How children experience, negotiate and connect with or resist their surroundings impacts on their health and wellbeing. In cities, various aspects of the physical and social environment can affect children's wellbeing. This edited collection brings together different accounts and experiences of children's health and wellbeing in urban environments from majority and minority world perspectives.
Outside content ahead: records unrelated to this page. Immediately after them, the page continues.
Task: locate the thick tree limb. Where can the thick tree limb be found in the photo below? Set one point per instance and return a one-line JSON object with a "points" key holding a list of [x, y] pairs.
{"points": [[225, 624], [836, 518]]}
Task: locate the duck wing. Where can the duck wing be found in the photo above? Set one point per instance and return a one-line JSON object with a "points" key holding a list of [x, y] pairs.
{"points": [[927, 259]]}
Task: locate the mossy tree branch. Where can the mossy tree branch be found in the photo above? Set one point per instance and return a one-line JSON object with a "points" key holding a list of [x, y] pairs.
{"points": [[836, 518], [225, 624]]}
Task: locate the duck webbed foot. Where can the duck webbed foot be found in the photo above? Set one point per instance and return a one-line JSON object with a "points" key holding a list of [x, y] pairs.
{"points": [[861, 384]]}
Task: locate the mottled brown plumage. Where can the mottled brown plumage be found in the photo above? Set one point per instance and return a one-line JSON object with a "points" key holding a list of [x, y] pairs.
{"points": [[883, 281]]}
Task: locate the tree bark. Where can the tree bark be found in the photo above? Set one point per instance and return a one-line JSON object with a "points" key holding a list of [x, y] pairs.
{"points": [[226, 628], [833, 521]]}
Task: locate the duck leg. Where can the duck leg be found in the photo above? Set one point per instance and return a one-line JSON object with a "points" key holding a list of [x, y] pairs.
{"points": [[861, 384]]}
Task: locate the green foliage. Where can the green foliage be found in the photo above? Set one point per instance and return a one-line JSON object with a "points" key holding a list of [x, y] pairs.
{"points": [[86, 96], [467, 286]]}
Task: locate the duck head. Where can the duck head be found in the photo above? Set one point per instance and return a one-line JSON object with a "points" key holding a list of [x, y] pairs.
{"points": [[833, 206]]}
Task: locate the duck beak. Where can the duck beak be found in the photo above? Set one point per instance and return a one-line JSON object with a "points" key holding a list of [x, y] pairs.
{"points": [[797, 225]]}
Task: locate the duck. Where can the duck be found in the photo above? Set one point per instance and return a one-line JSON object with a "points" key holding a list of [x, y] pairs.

Privileging children's expertise, this timely volume explicitly explores the relationships between health, wellbeing and place. To demonstrate the importance of a place-based understanding of urban children's health and wellbeing, the authors unpack the meanings of the physical, social and symbolic environments that constrain or enable children's flourishing in urban environments. Drawing on the expertise of geographers, educationists, anthropologists, psychologists, planners and public health researchers, as well as nurses and social workers, this book, above all, sees children as the experts on their experiences of the issues that affect their wellbeing.
Children's Health and Wellbeing in Urban Environments will be fascinating reading for anyone with an interest in cultural geography, urban geography, environmental geography, children's health, youth studies or urban planning.
About the Author: Christina R. Ergler is a Lecturer in Social Geography at the University of Otago, New Zealand.
Robin Kearns is a Professor of Geography in the School of Environment at the University of Auckland, New Zealand.
Karen Witten is a Professor of Public Health at Massey University, New Zealand.